Some of the problems in your first cut are:
1. Offsets for regex are given in terms of lines. MARC files don't have
newlines in them, unless you're Millennium, in which case they can be
inserted every 200,000 bytes to keep things interesting.

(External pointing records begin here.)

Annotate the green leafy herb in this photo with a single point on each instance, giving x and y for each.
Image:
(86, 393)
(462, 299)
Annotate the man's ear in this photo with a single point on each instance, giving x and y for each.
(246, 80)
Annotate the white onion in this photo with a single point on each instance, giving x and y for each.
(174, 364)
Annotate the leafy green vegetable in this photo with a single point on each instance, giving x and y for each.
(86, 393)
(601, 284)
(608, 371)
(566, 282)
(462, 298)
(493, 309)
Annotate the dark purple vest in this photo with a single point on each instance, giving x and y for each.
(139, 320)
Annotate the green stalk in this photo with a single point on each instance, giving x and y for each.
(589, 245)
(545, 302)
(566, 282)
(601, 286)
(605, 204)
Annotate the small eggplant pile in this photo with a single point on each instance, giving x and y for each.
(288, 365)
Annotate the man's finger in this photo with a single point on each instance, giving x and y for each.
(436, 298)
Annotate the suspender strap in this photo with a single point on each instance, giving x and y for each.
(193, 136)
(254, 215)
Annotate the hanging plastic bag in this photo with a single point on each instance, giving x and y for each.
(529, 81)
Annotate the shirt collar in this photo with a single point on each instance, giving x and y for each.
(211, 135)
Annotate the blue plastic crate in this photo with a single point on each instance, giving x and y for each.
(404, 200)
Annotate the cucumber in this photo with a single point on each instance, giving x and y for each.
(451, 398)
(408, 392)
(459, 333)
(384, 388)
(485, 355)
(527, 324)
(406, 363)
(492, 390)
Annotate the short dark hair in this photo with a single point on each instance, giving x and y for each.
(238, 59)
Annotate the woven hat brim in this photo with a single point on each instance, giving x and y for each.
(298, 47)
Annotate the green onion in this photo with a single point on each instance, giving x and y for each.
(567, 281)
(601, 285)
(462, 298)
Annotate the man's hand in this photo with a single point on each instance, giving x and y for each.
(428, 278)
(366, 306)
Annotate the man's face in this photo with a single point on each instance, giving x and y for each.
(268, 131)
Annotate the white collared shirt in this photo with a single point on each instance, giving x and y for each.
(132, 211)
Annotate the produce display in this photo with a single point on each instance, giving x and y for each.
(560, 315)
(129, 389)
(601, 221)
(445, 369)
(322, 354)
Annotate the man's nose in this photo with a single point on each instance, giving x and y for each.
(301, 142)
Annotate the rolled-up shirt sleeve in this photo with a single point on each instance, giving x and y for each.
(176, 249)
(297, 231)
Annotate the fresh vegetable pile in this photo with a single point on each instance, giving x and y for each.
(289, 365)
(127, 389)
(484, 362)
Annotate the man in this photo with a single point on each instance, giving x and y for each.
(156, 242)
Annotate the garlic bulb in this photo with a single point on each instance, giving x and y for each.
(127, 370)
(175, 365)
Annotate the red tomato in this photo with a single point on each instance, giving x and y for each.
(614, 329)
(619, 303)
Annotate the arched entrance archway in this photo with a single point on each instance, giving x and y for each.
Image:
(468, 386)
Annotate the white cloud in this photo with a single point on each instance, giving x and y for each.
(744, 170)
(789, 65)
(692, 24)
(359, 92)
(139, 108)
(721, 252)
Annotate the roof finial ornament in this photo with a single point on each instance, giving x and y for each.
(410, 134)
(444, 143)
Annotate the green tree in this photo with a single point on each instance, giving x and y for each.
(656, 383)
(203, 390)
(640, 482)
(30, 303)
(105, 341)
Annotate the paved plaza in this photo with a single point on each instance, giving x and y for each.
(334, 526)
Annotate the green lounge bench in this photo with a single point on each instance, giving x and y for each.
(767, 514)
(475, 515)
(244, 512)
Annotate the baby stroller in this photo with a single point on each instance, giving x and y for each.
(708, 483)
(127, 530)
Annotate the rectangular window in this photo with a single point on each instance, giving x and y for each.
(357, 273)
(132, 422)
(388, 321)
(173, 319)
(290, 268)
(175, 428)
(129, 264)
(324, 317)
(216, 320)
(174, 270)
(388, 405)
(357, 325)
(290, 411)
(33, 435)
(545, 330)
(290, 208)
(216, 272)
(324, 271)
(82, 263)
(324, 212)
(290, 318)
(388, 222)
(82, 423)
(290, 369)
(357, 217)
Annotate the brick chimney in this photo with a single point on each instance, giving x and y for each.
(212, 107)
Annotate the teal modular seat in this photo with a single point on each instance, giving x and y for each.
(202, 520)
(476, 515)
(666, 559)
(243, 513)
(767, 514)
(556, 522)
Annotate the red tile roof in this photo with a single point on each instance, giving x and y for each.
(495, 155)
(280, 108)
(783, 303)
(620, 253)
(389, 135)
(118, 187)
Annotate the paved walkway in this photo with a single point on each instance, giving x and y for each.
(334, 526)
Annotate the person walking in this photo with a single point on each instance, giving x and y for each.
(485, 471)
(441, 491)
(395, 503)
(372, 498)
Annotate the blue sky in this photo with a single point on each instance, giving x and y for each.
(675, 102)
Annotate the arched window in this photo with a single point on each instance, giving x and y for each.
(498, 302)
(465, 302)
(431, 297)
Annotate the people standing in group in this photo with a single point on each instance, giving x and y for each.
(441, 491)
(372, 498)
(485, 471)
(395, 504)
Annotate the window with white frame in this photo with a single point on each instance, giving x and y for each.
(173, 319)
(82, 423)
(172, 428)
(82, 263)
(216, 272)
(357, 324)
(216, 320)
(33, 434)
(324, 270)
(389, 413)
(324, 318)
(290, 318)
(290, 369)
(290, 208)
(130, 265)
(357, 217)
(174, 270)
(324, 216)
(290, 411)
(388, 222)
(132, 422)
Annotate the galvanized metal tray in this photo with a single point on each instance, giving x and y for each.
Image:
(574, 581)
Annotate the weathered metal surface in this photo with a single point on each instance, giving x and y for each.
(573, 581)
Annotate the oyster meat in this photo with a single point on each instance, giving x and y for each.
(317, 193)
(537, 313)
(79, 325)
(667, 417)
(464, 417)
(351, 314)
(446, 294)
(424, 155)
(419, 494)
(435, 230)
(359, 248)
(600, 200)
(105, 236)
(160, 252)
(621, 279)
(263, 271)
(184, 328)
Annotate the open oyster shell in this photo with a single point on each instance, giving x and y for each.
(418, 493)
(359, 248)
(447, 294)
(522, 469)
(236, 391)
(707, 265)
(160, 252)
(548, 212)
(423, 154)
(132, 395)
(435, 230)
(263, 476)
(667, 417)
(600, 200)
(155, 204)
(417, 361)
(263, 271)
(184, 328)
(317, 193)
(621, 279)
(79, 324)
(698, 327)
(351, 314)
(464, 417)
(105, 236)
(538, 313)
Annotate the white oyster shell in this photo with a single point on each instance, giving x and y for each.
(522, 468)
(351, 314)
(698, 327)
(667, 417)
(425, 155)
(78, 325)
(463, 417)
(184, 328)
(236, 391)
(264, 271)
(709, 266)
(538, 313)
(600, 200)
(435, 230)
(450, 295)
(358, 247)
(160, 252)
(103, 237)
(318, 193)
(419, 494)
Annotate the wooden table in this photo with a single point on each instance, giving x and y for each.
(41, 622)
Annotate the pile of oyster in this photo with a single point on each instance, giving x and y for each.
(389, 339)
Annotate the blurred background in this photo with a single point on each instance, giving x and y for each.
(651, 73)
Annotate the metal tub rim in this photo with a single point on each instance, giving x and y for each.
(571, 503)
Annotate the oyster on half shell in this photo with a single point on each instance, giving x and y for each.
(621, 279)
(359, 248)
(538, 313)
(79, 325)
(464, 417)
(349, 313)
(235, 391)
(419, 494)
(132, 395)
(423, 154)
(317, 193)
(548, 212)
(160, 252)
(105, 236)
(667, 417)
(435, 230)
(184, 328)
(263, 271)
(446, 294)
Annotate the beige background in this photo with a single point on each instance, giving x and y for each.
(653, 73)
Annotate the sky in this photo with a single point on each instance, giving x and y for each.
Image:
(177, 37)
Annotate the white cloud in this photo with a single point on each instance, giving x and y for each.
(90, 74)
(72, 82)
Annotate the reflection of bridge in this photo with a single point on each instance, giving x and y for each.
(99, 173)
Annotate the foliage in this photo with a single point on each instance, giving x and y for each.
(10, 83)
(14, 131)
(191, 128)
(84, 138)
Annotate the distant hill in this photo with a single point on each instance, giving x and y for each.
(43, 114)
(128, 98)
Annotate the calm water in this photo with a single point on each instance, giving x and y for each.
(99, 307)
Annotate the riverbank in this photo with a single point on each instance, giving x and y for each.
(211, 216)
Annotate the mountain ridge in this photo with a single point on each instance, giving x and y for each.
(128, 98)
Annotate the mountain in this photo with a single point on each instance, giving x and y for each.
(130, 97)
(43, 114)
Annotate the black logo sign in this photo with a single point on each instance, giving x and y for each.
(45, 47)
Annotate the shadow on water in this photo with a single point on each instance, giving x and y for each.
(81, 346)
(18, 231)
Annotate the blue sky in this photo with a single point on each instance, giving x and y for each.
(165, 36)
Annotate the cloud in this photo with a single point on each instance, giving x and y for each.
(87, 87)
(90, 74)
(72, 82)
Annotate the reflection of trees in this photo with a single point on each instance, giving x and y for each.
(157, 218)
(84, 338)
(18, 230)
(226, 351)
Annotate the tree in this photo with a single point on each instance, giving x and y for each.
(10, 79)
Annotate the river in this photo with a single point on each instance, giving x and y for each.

2. Byte matches match byte values, so "20 byte 4" is looking for the
binary value, not the ascii digit.
3. Sometimes you need to prime the buffer before you can do a regexp match.
Is this good enough?
# MARC 21 Magic (First cut)
# indicator count must be "2"
10 string 2
# leader must end in "4500"
>20 string 4500
# leader must start with five digits, a record status, and a record
type
>0 regex ^([0-9]{5})[acdnp][acdefgijkmoprt][abcims] MARC Bibliographic
>0 regex ^([0-9]{5})[acdnp][z] MARC Authority
Simon
On Wed, Mar 23, 2011 at 8:09 PM, William Denton <[log in to unmask]> wrote:
> Has anyone figured out the magic necessary for file to recognize MARC
> files?
>
> If you don't know it, file is a Unix command that tells you what kind of
> file a file is. For example:
>
> $ file 101015_001.mp3
> 101015_001.mp3: Audio file with ID3 version 2.3.0, contains: MPEG ADTS,
> layer III, v1, 192 kbps, 44.1 kHz, Stereo
>
> $ file P1000026.jpg
> P1000026.jpg: JPEG image data, EXIF standard, comment: "AppleMark"
>
> It's a really useful command. I assume it's on OSX, but I don't know. You
> can get it for Windows with Cygwin.
>
> The problem is, file doesn't grok MARC:
>
> $ file catalog.01.mrc
> catalog.01.mrc: data
>
> I took a stab at getting the magic defined, but it didn't work. I'll
> include what I used below. You can put it into a magic.txt file, and then
> use
>
> file -m magic.txt some_file.mrc
>
> to test it. It'll tell you the file is MARC Bibliographic ... but it also
> thinks that PDFs, JPEGs, and text files are MARC. That's no good.
>
> It'd be great if the MARC magic got into the central magic database so
> everyone would be able to recognize various MARC file types.
>
> Bill
>
>
> # --- clip'n'test
> # MARC 21 for Bibliographic Data
> # http://www.loc.gov/marc/bibliographic/bdleader.html
> #
> # This doesn't work properly
>
> 0 string x
>
>> 5 regex [acdnp]
>> 6 regex [acdefgijkmoprt]
>> 7 regex [abcims]
>> 8 regex [\ a]
>> 9 regex [\ a]
>> 10 byte x
>> 11 byte x
>> 12 string x
>> 17 regex [\ 12345678uz]
>> 18 regex [\ aciu]
>> 19 regex [\ abc] MARC Bibliographic
>>
> #>20 byte 4
> #>21 byte 5
> #>22 byte 0
> #>23 byte 0 MARC Bibliographic
>
> # --- end clip'n'test
>
> --
> William Denton, Toronto : miskatonic.org www.frbr.org openfrbr.org
>
|